Sustainability comparison between a traditional electronics measurement laboratory and an immersive metaverse laboratory: An extended life cycle assessment analysis
DOI:
https://doi.org/10.21014/actaimeko.v15i1.2199Keywords:
life cycle assessment (LCA), triple bottom line (TBL), digital twin, virtual reality in education, sustainability in higher educationAbstract
University laboratories are essential for engineering education but often require significant resources in terms of energy, equipment, and space. This paper presents a comparative Life Cycle Assessment of two models: a traditional measurement laboratory with 20 physical workstations and an immersive digital twin-based laboratory (IM-MetaLAB) supported by one high-performance workstation and 20 virtual reality headsets. The study extends the Life Cycle Assessment framework to the triple bottom line, jointly addressing environmental, economic, and social dimensions.
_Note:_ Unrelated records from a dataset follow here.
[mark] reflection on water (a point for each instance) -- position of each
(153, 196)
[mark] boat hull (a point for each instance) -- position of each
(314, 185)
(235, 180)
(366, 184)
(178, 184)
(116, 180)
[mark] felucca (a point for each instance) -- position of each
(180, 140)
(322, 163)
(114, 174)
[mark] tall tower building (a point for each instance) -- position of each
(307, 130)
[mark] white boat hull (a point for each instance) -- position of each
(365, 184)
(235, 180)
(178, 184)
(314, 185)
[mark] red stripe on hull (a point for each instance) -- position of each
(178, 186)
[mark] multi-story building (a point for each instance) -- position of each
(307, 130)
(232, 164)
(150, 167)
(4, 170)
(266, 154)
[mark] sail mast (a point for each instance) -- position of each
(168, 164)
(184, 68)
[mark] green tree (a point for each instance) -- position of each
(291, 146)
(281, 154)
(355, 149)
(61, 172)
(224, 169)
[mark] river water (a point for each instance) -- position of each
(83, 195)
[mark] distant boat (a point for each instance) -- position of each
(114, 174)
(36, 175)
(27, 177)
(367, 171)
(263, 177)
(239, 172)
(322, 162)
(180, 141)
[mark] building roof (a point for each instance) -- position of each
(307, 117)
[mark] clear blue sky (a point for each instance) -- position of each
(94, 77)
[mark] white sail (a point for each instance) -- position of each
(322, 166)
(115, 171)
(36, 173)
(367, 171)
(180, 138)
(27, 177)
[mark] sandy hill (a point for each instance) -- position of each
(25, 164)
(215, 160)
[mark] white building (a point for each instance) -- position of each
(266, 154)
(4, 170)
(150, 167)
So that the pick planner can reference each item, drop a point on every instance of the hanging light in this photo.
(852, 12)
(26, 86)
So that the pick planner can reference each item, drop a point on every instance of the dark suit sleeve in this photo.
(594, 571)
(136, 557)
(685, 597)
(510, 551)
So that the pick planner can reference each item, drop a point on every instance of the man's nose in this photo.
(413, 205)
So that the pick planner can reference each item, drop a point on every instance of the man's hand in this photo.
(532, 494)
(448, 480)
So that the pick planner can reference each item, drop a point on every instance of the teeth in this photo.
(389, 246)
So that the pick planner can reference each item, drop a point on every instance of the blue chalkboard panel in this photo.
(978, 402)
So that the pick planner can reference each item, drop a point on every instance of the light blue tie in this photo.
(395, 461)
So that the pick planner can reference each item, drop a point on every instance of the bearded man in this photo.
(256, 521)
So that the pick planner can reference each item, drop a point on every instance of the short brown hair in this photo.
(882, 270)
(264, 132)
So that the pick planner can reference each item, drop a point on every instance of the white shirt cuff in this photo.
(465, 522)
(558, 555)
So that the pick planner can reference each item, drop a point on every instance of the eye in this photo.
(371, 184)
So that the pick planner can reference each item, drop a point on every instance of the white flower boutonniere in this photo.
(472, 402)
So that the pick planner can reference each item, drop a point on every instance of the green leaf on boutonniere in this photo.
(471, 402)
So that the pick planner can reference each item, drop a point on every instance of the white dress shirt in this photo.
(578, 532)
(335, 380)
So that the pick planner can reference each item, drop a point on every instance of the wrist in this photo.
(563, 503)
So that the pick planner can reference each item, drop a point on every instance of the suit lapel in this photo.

Results highlight substantial advantages of the immersive model. Energy demand decreases from 18,000 to 7,000 kW h/year, with associated emissions reduced by more than 60 %. Over a seven-year horizon, electronic waste is reduced from 500-600 kg to about 200 kg. Economically, capital expenditures drop from approximately 100,000 € to 25,000 €, while annual operating costs fall from 17,000 € to 5,000 €, yielding a per-student exercise cost four times lower. Socially, immersive access enables remote 24/7 participation, improves completion rates (70 % vs 56 %) and average grades (27.4/30 vs. 25/30), and eliminates commuting emissions (≈ 24 tCO2/year for 40 students).
The immersive laboratory thus proves to be a sustainable, cost-effective, and pedagogically effective alternative to the traditional activities, showing how digital twin and virtual reality technologies can support both innovation in teaching and institutional sustainability goals.